Dans quelques endroits, on élève un double mur autour du cône à deux ou trois pieds de distance, & l’entre-deux de ces murs est rempli d’argile fortement corroyée. Le même lit d’argile & le même mur extérieur règnent également sur le cône supérieur ; c’est doubler la dépense. Il vaut beaucoup mieux recouvrir le cône supérieur & les côtés simplement avec douze ou dix-huit pouces d’argile & jeter par-dessus un à deux pieds de terre ordinaire. Si on n’a pas de l’argile à sa disposition, il faut nécessairement enduire les murs de côté & ceux de la voûte avec un fort ciment, (voyez le mot Mortier) & recouvrir le tout avec beaucoup de terre ; on ne sauroit trop en mettre. Afin que les pluies ne dégradent pas cette terre, on aura soin d’y semer de la graine de foin & la fraîcheur de la glacière maintiendra sa verdure pendant Pété, même dans les provinces méridionales.

En Italie, pour placer les glacières, on choisit les croupes des montagnes escarpées : on y creuse un cône, ainsi qu’il a été dit, & la toiture est formée avec de la paille d’orge.

Si on craint les inondations, la stagnation des eaux, (ce qui dépend du local) il faut bien se garder d’enfoncer le cône en terre, & à plus forte raison le puits d’écoulement ; il faut tout au contraire élever le puits & le cône inférieur au-dessus du sol. La plus grande dépense consistera dans le transport de terre pour recouvrir le tout.

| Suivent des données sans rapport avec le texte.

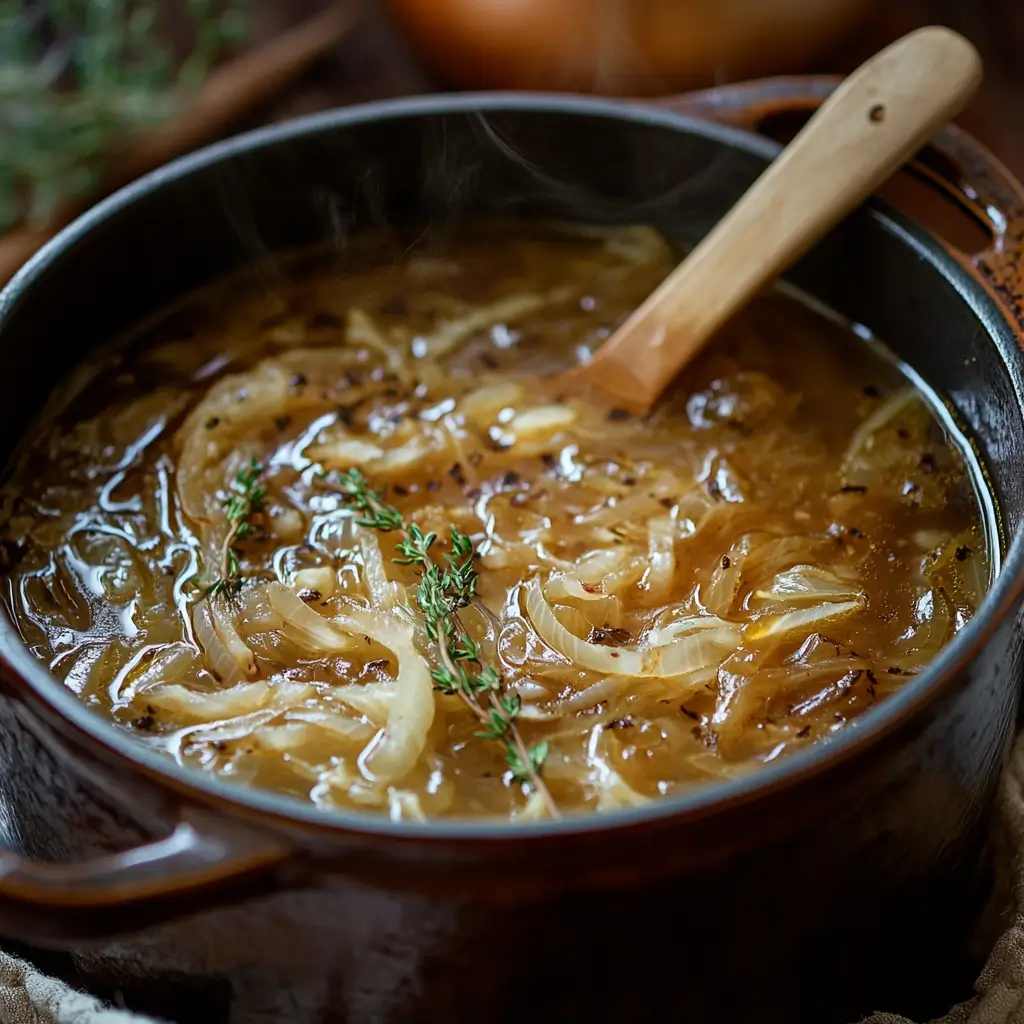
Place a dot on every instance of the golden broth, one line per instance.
(787, 539)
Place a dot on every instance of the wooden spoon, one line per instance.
(870, 126)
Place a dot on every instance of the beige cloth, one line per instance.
(30, 997)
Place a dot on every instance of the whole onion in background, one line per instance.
(622, 47)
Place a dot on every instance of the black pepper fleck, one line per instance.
(325, 320)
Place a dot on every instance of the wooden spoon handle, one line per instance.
(872, 124)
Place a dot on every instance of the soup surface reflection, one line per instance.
(222, 542)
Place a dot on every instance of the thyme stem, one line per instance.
(248, 500)
(442, 592)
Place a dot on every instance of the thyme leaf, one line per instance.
(77, 77)
(445, 588)
(248, 499)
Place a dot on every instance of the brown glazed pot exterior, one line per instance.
(830, 885)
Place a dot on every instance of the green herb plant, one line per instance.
(248, 499)
(79, 77)
(442, 592)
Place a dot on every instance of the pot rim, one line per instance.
(879, 722)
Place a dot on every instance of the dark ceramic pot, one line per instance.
(830, 884)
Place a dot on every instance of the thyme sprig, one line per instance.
(445, 588)
(80, 77)
(249, 498)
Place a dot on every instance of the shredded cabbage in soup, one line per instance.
(781, 544)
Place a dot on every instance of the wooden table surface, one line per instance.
(376, 62)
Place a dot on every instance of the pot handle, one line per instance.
(953, 162)
(53, 903)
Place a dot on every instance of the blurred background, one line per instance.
(93, 92)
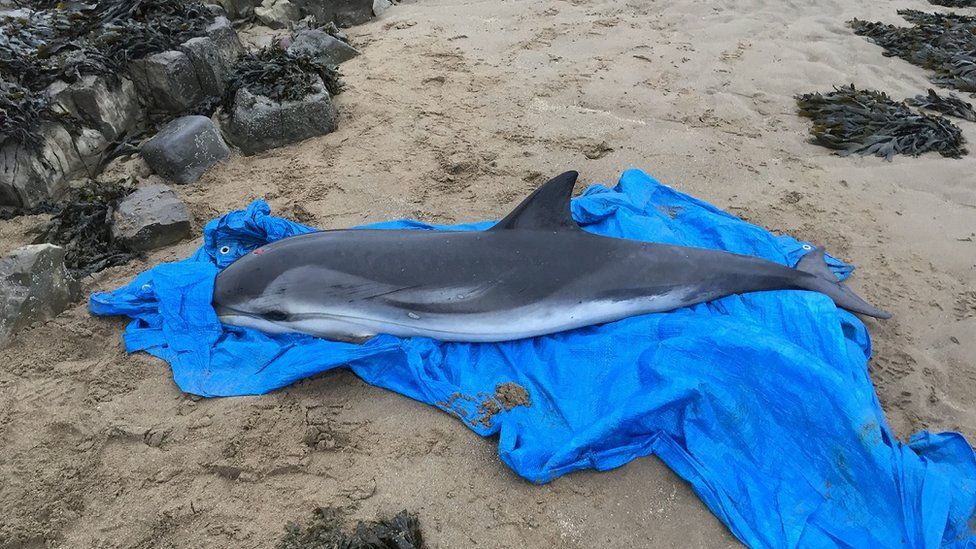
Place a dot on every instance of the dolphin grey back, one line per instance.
(534, 272)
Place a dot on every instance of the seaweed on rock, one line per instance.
(954, 3)
(46, 41)
(949, 105)
(280, 76)
(325, 532)
(82, 226)
(868, 122)
(941, 42)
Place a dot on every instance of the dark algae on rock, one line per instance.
(941, 42)
(82, 226)
(949, 105)
(325, 532)
(45, 42)
(280, 76)
(868, 122)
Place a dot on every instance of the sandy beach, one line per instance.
(455, 110)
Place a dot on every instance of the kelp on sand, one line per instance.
(868, 122)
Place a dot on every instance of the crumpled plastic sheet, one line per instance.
(761, 401)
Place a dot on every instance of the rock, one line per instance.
(167, 81)
(149, 218)
(344, 13)
(239, 9)
(379, 6)
(108, 105)
(229, 45)
(257, 123)
(322, 46)
(277, 14)
(30, 175)
(207, 64)
(184, 149)
(34, 286)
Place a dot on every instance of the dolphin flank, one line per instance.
(535, 272)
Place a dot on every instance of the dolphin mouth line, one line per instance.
(357, 320)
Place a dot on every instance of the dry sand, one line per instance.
(455, 110)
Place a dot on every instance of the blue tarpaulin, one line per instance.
(761, 401)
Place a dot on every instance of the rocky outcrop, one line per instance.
(184, 149)
(149, 218)
(257, 123)
(34, 286)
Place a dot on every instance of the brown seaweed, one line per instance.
(82, 226)
(954, 3)
(279, 75)
(949, 105)
(325, 532)
(868, 122)
(941, 42)
(50, 41)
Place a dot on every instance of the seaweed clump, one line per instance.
(47, 41)
(83, 227)
(941, 42)
(868, 122)
(280, 76)
(949, 105)
(325, 532)
(954, 3)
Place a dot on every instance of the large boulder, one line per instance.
(229, 47)
(239, 9)
(277, 14)
(322, 46)
(344, 13)
(34, 286)
(33, 174)
(110, 105)
(167, 81)
(184, 149)
(257, 123)
(380, 6)
(149, 218)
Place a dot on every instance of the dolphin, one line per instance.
(533, 273)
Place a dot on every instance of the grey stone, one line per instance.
(184, 149)
(229, 45)
(322, 46)
(379, 6)
(34, 286)
(30, 175)
(167, 81)
(344, 13)
(216, 9)
(239, 9)
(213, 56)
(277, 14)
(207, 64)
(111, 107)
(257, 123)
(149, 218)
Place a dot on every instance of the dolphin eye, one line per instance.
(276, 316)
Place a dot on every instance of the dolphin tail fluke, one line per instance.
(814, 264)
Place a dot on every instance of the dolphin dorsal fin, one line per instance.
(546, 209)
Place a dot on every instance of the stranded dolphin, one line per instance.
(535, 272)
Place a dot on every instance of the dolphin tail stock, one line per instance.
(827, 283)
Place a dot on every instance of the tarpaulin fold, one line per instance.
(761, 401)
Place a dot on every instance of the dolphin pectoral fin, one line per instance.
(545, 209)
(815, 263)
(358, 340)
(827, 283)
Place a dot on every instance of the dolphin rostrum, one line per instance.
(535, 272)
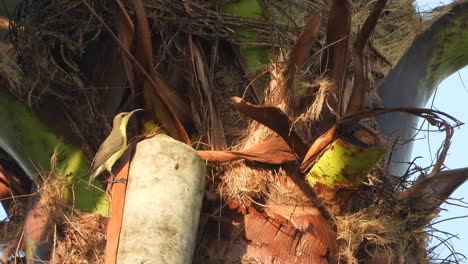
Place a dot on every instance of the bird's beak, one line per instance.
(136, 110)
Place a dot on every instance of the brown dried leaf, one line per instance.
(277, 240)
(276, 120)
(436, 189)
(335, 57)
(213, 124)
(361, 84)
(300, 50)
(272, 151)
(317, 147)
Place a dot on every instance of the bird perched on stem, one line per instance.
(113, 146)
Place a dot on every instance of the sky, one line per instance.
(452, 98)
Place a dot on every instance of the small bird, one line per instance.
(113, 147)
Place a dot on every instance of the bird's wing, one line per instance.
(112, 144)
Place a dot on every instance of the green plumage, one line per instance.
(113, 146)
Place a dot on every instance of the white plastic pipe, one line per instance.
(163, 202)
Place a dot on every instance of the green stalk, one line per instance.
(254, 57)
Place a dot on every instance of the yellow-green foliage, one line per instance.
(254, 56)
(450, 53)
(32, 145)
(344, 163)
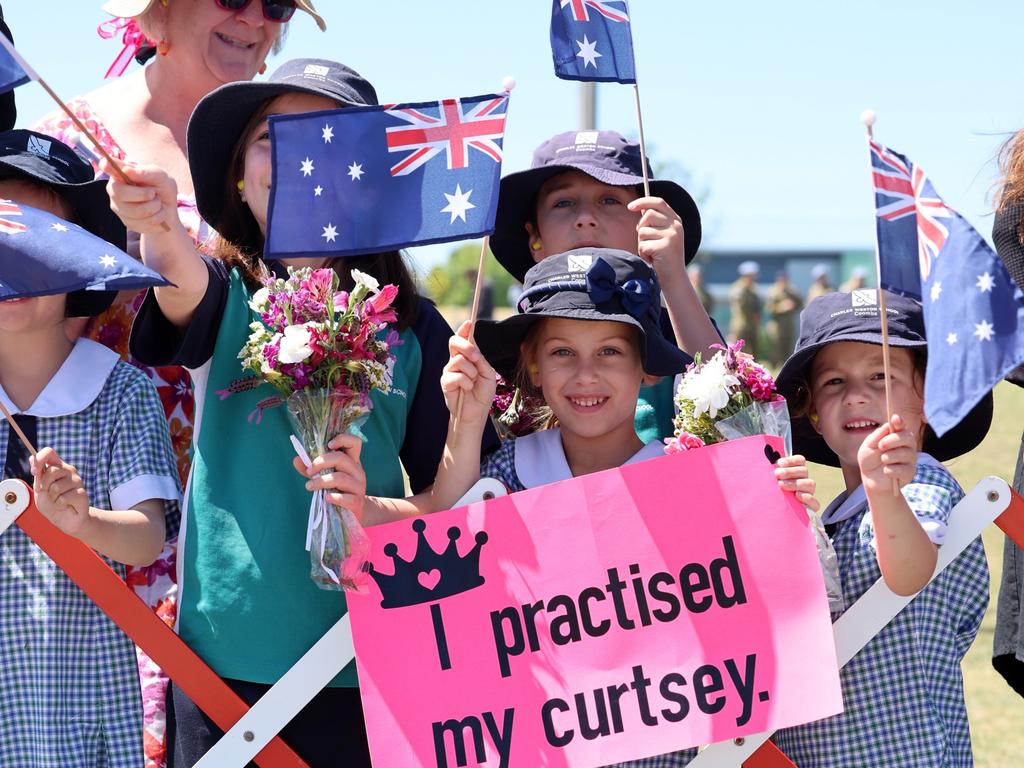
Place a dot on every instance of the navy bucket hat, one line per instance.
(605, 156)
(588, 284)
(219, 119)
(855, 316)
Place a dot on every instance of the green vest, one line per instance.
(247, 604)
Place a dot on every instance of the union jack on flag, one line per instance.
(592, 40)
(581, 10)
(371, 179)
(974, 312)
(9, 226)
(900, 192)
(454, 130)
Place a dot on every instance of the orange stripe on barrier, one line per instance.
(146, 630)
(768, 756)
(1012, 521)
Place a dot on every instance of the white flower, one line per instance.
(361, 279)
(710, 388)
(259, 300)
(295, 344)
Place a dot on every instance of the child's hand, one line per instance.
(342, 477)
(468, 372)
(791, 471)
(659, 236)
(60, 495)
(150, 204)
(891, 451)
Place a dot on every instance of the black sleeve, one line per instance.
(428, 416)
(155, 341)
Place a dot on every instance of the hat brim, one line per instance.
(500, 340)
(215, 128)
(964, 437)
(517, 199)
(89, 199)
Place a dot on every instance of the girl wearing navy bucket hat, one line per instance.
(585, 188)
(246, 602)
(903, 693)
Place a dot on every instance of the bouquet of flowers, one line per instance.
(731, 396)
(323, 349)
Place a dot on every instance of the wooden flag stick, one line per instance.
(474, 310)
(643, 143)
(10, 420)
(867, 118)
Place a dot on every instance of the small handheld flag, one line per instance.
(974, 312)
(378, 178)
(592, 40)
(41, 255)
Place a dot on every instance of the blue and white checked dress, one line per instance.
(903, 692)
(538, 459)
(69, 677)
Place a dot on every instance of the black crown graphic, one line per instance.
(429, 576)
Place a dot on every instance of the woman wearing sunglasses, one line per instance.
(192, 47)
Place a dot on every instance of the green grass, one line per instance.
(996, 713)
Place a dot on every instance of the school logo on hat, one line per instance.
(864, 297)
(579, 262)
(316, 71)
(39, 145)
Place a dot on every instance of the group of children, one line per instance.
(590, 337)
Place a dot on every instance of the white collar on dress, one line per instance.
(76, 384)
(844, 506)
(540, 458)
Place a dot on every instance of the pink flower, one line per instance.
(682, 441)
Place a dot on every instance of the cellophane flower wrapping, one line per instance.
(326, 350)
(731, 396)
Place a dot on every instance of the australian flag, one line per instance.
(41, 255)
(13, 70)
(592, 40)
(377, 178)
(974, 312)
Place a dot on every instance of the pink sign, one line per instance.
(670, 603)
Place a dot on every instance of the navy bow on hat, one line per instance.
(635, 295)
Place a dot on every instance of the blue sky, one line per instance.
(760, 101)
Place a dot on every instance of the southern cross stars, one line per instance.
(588, 52)
(458, 204)
(983, 331)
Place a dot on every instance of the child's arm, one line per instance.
(906, 555)
(133, 537)
(460, 465)
(791, 471)
(659, 236)
(150, 206)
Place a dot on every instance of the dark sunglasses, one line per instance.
(273, 10)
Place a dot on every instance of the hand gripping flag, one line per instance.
(41, 254)
(377, 178)
(592, 40)
(14, 71)
(974, 312)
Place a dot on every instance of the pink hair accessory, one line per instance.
(132, 38)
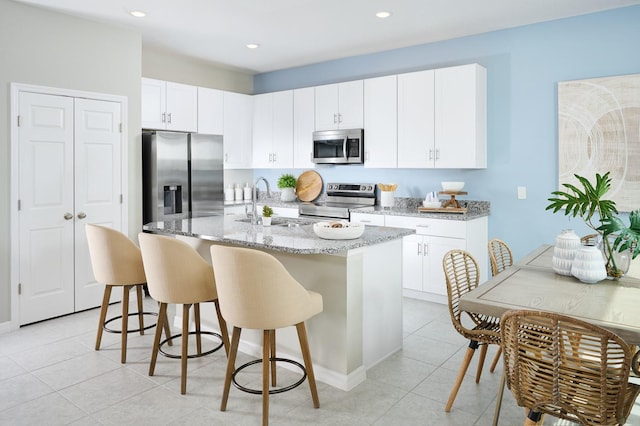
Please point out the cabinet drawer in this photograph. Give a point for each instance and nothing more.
(368, 219)
(425, 226)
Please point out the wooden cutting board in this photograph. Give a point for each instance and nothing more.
(309, 186)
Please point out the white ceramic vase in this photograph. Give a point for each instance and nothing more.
(588, 265)
(288, 194)
(567, 244)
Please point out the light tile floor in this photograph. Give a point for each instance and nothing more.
(50, 374)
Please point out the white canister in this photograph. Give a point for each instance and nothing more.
(248, 193)
(567, 245)
(588, 265)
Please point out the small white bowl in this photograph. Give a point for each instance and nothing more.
(452, 186)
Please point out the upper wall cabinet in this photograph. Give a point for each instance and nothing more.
(303, 127)
(210, 111)
(238, 113)
(461, 117)
(169, 106)
(340, 106)
(273, 130)
(381, 122)
(442, 118)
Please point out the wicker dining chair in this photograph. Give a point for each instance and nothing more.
(501, 258)
(566, 368)
(462, 275)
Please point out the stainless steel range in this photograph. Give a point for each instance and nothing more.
(341, 197)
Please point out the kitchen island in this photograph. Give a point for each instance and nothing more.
(360, 281)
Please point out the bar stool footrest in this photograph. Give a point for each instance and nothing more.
(191, 333)
(271, 391)
(111, 330)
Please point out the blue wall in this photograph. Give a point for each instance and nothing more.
(524, 65)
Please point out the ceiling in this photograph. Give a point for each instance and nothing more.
(301, 32)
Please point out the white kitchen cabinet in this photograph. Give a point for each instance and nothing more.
(238, 117)
(303, 127)
(368, 219)
(442, 118)
(381, 122)
(461, 117)
(169, 106)
(340, 106)
(273, 130)
(210, 111)
(416, 120)
(422, 253)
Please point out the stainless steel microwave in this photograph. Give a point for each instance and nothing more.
(345, 146)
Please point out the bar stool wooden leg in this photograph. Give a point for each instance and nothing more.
(103, 314)
(196, 317)
(140, 314)
(272, 345)
(231, 366)
(125, 323)
(473, 345)
(483, 356)
(308, 365)
(266, 340)
(162, 318)
(185, 348)
(223, 327)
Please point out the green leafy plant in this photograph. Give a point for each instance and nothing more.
(287, 181)
(601, 215)
(267, 211)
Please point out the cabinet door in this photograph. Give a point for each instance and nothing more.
(412, 260)
(262, 149)
(351, 105)
(433, 280)
(283, 129)
(460, 117)
(182, 107)
(416, 120)
(238, 111)
(326, 107)
(153, 99)
(210, 111)
(303, 127)
(381, 122)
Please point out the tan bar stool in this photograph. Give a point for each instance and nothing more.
(257, 292)
(177, 274)
(116, 262)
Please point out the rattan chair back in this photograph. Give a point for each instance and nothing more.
(567, 368)
(500, 256)
(462, 275)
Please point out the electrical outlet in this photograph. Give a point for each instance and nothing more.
(522, 192)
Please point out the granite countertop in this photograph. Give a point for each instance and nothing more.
(295, 236)
(402, 207)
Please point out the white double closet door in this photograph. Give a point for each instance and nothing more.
(69, 174)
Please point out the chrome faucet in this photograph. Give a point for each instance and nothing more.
(254, 199)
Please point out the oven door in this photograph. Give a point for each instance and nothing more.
(338, 147)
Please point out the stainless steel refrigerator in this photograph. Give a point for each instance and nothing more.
(182, 175)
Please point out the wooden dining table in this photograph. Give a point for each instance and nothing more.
(531, 283)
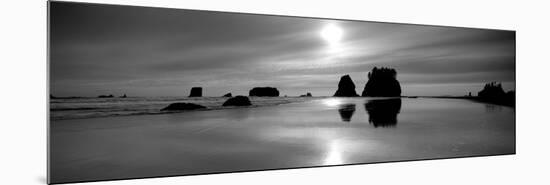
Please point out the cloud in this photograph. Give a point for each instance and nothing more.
(105, 48)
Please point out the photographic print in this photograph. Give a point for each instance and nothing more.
(138, 92)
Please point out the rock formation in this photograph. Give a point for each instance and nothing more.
(237, 101)
(106, 96)
(306, 95)
(183, 106)
(493, 93)
(263, 91)
(383, 83)
(346, 87)
(491, 90)
(346, 111)
(196, 92)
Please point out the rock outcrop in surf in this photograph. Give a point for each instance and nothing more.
(264, 91)
(182, 106)
(493, 93)
(196, 92)
(382, 83)
(237, 101)
(346, 87)
(306, 95)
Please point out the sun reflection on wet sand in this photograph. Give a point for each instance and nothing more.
(332, 102)
(334, 154)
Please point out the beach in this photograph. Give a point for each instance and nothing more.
(315, 132)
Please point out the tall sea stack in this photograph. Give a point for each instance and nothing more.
(382, 82)
(346, 87)
(196, 92)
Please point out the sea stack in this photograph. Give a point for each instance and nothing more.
(196, 92)
(382, 83)
(346, 87)
(264, 91)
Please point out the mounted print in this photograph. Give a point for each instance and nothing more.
(138, 92)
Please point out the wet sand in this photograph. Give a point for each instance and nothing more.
(331, 131)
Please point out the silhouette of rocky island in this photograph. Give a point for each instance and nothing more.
(346, 111)
(106, 96)
(264, 91)
(382, 83)
(306, 95)
(196, 92)
(237, 101)
(493, 93)
(383, 113)
(182, 106)
(346, 87)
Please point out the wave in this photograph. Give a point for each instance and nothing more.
(63, 109)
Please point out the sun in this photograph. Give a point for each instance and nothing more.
(332, 34)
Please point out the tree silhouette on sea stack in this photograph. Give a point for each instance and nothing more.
(346, 87)
(382, 82)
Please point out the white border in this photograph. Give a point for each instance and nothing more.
(23, 70)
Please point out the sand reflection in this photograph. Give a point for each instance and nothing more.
(383, 112)
(334, 154)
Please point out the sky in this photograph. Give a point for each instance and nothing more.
(107, 49)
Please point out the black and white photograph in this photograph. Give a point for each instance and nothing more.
(138, 92)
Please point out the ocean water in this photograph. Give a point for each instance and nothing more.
(79, 108)
(315, 132)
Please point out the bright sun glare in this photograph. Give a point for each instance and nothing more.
(332, 34)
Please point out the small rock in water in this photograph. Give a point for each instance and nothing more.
(238, 101)
(183, 106)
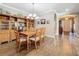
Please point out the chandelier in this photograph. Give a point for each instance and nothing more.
(33, 15)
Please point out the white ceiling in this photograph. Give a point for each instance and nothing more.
(41, 8)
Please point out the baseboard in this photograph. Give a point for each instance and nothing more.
(51, 36)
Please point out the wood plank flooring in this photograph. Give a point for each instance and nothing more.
(59, 46)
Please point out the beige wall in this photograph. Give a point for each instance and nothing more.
(66, 25)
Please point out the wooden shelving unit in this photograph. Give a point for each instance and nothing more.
(7, 26)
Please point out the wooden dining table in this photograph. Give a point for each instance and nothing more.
(28, 33)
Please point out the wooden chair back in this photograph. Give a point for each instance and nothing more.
(38, 32)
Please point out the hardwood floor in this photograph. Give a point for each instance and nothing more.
(60, 46)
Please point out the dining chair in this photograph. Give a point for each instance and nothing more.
(35, 39)
(42, 33)
(20, 39)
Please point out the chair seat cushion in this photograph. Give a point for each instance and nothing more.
(22, 39)
(33, 38)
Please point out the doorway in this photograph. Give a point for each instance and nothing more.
(66, 25)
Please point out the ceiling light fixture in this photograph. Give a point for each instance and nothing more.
(33, 15)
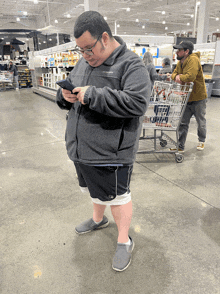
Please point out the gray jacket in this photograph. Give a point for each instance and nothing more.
(106, 129)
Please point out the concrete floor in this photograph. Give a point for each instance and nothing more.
(176, 212)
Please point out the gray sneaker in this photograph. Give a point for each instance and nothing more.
(122, 258)
(89, 225)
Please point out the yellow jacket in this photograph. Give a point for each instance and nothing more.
(191, 71)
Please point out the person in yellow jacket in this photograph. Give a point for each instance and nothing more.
(189, 69)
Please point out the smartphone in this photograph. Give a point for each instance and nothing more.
(65, 84)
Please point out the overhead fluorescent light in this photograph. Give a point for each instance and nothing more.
(45, 28)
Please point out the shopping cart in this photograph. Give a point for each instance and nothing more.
(6, 80)
(167, 105)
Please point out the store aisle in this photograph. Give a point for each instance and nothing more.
(175, 226)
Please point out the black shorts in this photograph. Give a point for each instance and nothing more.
(104, 182)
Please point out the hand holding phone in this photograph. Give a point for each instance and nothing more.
(65, 84)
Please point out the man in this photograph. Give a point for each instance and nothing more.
(166, 66)
(104, 124)
(13, 69)
(189, 69)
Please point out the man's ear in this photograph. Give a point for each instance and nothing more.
(105, 38)
(187, 51)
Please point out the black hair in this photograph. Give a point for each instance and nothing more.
(93, 22)
(190, 51)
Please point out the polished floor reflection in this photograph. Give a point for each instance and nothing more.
(176, 212)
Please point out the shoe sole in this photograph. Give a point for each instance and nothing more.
(121, 270)
(101, 227)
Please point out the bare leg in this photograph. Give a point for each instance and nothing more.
(98, 212)
(122, 215)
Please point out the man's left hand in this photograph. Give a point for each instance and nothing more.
(81, 92)
(177, 79)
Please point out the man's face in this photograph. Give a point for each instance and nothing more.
(86, 41)
(180, 54)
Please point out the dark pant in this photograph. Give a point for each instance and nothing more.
(104, 182)
(198, 109)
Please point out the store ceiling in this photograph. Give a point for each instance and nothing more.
(148, 12)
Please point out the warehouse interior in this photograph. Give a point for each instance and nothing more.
(176, 207)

Il est rare que la glace ne fonde pas la première fois qu’on remplira la glacière, à moins que la maçonnerie n’ait eu le temps de sécher avant l’approvisionnement de la glace ; ce qui dépend beaucoup de la qualité de la chaux : mais si on employé la chaux réduite en mortier du moment qu’elle est éteinte & qu’elle a encore toute sa chaleur, elle cristallisera beaucoup plus promptement.


  1. Note du Rédacteur. Je n’aime point ces économies mesquines : un père de famille doit construire avec la plus grande solidité, ou ne point construire du tout. Une poutre du toit pourrit ; on néglige de la remplacer, parce qu’il faudroit enlever la terre, refaire toute la toiture en paille, &c. &c. De jour à autre, la glacière se dégrade, & une destruction totale est la suite ou de la négligence, ou de la crainte de la dépense. Le cône inférieur, comme le cône supérieur, doivent être en pierre, & au défaut de pierre, à cause de sa rareté ou de sa cherté, en briques très-cuites, & revêtues d’une couche de bon mortier, bien lissé, &, s’il se peut, mêlé avec la pouzzolane.